Pugilist's Shillelagh
Description
The pugilist's shillelagh, or stormcudgel as it is also known, is usually a rough-hewn slab of wood reinforced with iron at either end. It is intended as much as a weapon for beating sense into the ignorant as it is for channeling magic, and is often favoured by rough-and-ready magicians from Wintermark, Varushka and the Marches. In Varushka it is sometimes known as a Volhov's Cane, and disingenuous itinerant magicians make a great deal of how important it is for them to keep their staff with them at all times, given how much they rely on it to get around.
Rules
- Form: Staff.
- Effect: You may cast the repel spell as if you knew it.
- Materials: Crafting an pugilist's shillelagh requires six ingots of tempest jade. It takes one month to make one of these items.
That was before he’d run into their outliers. Though the four Navarri were not injured in the scuffle, two of them had lost their bows to the shattering staff of the bandits’ battle-magician. So instead of harassing them with volleys of arrows, they’d have to find a better way to drive them toward the Striding. The bandits seemed to be keeping their distance from the main force, loosing arrows indiscriminately.
Eoin ducked one branch and dived out of the way of another. He heard a thwack and Brigit swearing behind him, and rolled his eyes, but he didn’t slow down. She’d keep up. So would the rest of them. They were Navarr. They did what they needed.
He heard a clack-clack and saw one of the bandits go down, and knew that the Striding must be close, for that was the crossbow of the Temeschwar bravo travelling with them. He stopped for a moment at the edge of the clearing and waited.

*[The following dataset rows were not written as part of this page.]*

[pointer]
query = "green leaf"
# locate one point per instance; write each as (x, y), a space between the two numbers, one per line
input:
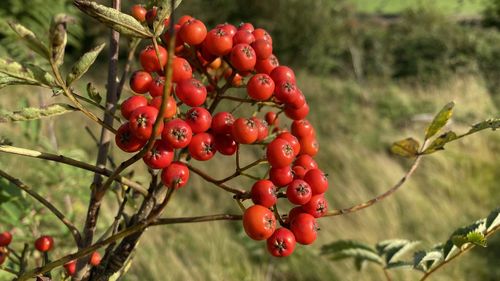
(487, 124)
(30, 39)
(440, 120)
(426, 260)
(93, 93)
(395, 249)
(163, 12)
(474, 237)
(439, 142)
(83, 64)
(121, 22)
(406, 148)
(32, 113)
(59, 37)
(493, 220)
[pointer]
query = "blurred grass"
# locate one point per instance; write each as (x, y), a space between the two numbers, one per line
(462, 7)
(355, 124)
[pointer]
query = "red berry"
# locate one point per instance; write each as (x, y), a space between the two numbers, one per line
(70, 267)
(309, 145)
(95, 259)
(245, 131)
(225, 144)
(304, 228)
(263, 49)
(302, 128)
(142, 120)
(297, 114)
(181, 70)
(131, 104)
(243, 37)
(222, 122)
(294, 142)
(306, 161)
(267, 65)
(140, 82)
(202, 147)
(193, 32)
(260, 87)
(160, 155)
(5, 239)
(243, 57)
(281, 176)
(139, 12)
(280, 153)
(44, 243)
(177, 133)
(282, 73)
(261, 34)
(317, 180)
(259, 222)
(219, 42)
(298, 192)
(317, 206)
(150, 61)
(127, 141)
(171, 106)
(272, 119)
(175, 176)
(264, 193)
(191, 91)
(281, 243)
(199, 119)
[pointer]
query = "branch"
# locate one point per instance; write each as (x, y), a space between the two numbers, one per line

Brigit, Dafydd and Tam landed next to him seconds later.
Without a word spoken between them, they broke into the clearing as one. The bandits with their bows had seconds to take up their swords and axes, and only a couple of them even noticed they were there.
Eoin hit the back of them like a bear, clubbing with his staff and driving them toward the Striding. He gave a great cry, and suddenly all of their attention was on him. The Striding broke cover and into a sprint, and if Eoin’s Thorns could do well enough, they’d still be standing when the Striding reached them.

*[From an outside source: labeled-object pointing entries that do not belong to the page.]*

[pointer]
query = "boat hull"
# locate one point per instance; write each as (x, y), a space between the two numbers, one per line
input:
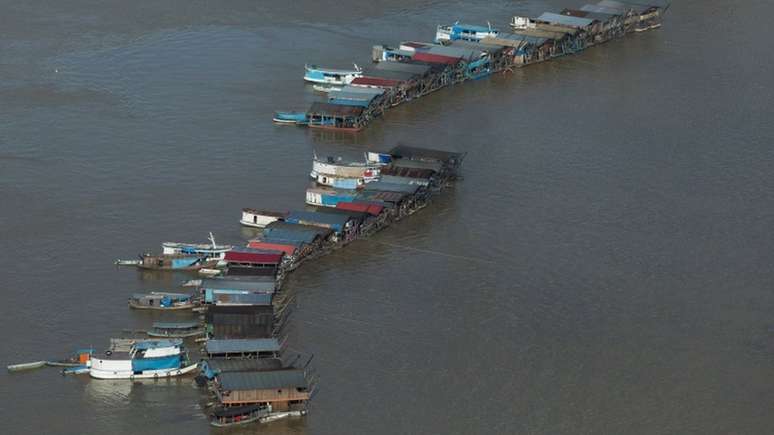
(172, 308)
(182, 335)
(148, 374)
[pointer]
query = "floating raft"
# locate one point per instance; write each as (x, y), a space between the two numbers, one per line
(463, 52)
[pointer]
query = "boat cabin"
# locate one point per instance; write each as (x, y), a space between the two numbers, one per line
(256, 218)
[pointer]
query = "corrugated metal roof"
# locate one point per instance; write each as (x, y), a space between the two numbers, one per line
(252, 285)
(404, 67)
(435, 58)
(565, 20)
(602, 9)
(480, 46)
(327, 109)
(623, 6)
(244, 365)
(256, 256)
(243, 345)
(296, 228)
(268, 380)
(373, 195)
(323, 218)
(417, 164)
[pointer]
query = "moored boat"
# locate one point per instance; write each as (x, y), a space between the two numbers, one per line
(330, 76)
(176, 262)
(150, 359)
(161, 301)
(176, 329)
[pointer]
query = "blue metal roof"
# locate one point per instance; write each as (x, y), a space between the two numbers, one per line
(175, 325)
(565, 20)
(322, 218)
(243, 345)
(472, 27)
(266, 380)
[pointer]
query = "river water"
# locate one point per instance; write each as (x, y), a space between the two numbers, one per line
(604, 266)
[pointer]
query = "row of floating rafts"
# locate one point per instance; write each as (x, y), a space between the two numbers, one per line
(205, 258)
(463, 52)
(243, 311)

He fought like a monster, like the worst thing these fools had ever met. He blocked what he could and stayed too fast to hit, and kept chanting the spell, driving bandit after bandit away from him and toward the Striding, where they would meet their end. Striking and blocking and snarling like the terror he wanted them to fear, Eoin and his Thorns kept the foe at bay long enough for his Striding to catch up.
By the time they caught up, he was alone. The last of the bandits who’d stayed to fight was down, and the rest were fleeing into the forest, pursued by his Thorns. It wasn’t the tactically perfect choice, but it seemed he’d been driving them in every direction, and it had worked. His Brand grinned and slapped a hand on his shoulder, and congratulated him on doing what needed to be done.
Triumphant, terrifying, and a hero to his people, Eoin sat down in the clearing and breathed deeply of the scent of victory.